Maxim Gelin sent me an interesting question:
Can you please explain to me, why is STP supposed to be evil? What's wrong with STP?
STP’s fundamental problem is that it’s a fail-close, not a fail-open protocol.
Ethernet bridges (later renamed to layer-2 switches) were designed to be transparent plug-and-pray devices that you could drop anywhere into the network and hope they’ll work. They could not rely on having a control-plane protocol between adjacent nodes (like most modern routing protocols do) – lack of control-plane communication indicated lack of adjacent bridges.
That’s all nice and dandy until a bridge loses its mind, and stops sending BPDUs (control plane activity) while still forwarding traffic (data plane activity). Adjacent bridges think they have hosts plugged into the affected ports (this is the fail close part), and start forwarding traffic through those ports, resulting in a nice forwarding loop (been there, seen that).
A bridge with hung control plane would not forward BPDUs between its ports (which would stop the forwarding loop), because the forwarding entry for the STP multicast address still punts packets to the CPU.
Fail-open or fail-close?
This section was inserted on August 1st 2014 to (hopefully) reduce the terminology confusion.
As Chris Marget mentioned in his comment, the "fail-open" or "fail-close" is a clunky terminology bound to be misunderstood (as evidenced by numerous other comments).
Being an oldtimer, I always see computer networks as part of generic electrical circuits and switching landscape – for me, "fail-close" = "pass current or traffic on failure" and "fail-open" = "stop passing current or traffic".

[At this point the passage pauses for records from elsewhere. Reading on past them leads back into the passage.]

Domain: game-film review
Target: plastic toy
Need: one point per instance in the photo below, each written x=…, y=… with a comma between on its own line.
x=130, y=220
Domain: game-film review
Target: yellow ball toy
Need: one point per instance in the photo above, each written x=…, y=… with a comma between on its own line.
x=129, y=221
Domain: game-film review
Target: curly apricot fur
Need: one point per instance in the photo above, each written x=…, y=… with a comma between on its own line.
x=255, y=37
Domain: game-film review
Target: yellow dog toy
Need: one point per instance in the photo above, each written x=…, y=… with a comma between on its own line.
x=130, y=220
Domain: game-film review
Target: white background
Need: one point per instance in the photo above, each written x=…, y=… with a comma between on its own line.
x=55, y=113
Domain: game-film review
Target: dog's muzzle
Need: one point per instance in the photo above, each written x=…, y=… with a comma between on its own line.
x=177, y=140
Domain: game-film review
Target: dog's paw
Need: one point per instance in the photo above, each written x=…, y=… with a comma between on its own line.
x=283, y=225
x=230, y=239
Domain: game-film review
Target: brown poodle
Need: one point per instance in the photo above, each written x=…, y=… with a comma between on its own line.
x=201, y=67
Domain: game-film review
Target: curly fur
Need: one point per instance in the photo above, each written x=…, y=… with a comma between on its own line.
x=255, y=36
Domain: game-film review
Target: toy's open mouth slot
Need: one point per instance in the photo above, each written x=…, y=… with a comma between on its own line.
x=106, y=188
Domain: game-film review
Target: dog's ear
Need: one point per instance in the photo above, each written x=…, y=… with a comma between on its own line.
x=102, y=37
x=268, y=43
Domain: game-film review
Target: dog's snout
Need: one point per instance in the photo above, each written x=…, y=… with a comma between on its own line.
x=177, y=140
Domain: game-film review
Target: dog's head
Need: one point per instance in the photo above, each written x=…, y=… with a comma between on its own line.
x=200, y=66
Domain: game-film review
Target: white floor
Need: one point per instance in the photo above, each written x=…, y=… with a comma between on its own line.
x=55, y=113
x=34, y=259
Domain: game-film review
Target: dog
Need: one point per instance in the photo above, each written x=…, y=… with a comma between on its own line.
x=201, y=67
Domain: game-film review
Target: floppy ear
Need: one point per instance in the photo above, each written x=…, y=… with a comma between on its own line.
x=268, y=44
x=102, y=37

Other people think about computer networks in valve or door analogies. For them "fail close" means "the door or valve is closed on failure – there’s no traffic" and "fail open" obviously means "the door or valve is opened on failure, and the traffic passes".
In the context of this blog post "fail close" means "a failed/confused bridge continues to forward the traffic, and the bridged network will send the traffic across such bridge." You might have a different opinion on what "open" or "close" means, and it’s as valid as any… but quoting Cisco’s documentation won’t make your point any more valid (it just proves that the writer of that document agrees with your view of what opens or closes on failure). I would however appreciate a pointer to a more authoritative source (although I doubt it exists).
Back to bridging and STP
The solution to the confused bridge traffic forwarding problem is quite simple: Cisco IOS has bridge assurance – you configure a port to expect an adjacent bridge, and the port doesn’t forward traffic if it doesn’t receive BPDUs from the other end.
Fail-close nature of STP isn't its only drawback. The original STP had numerous other challenges, from slow convergence to lack of VLAN awareness. Unfortunately the IEEE decided to keep heaping kludges on top of STP until the whole thing nearly toppled over – it’s like trying to build the global Internet by tinkering with RIP ad nauseam instead of designing BGP.
The generic solution to this particular problem (and a few others, including hosts turning into bridges) seems to be extremely simple: allow a switch port to be a host-facing port (implicitly configuring BPDU guard and a few other things) or a fabric port (implicitly configuring bridge assurance and VLAN trunking). Why hasn’t any vendor implemented such a simple concept? I can’t figure it out – your comments are most welcome!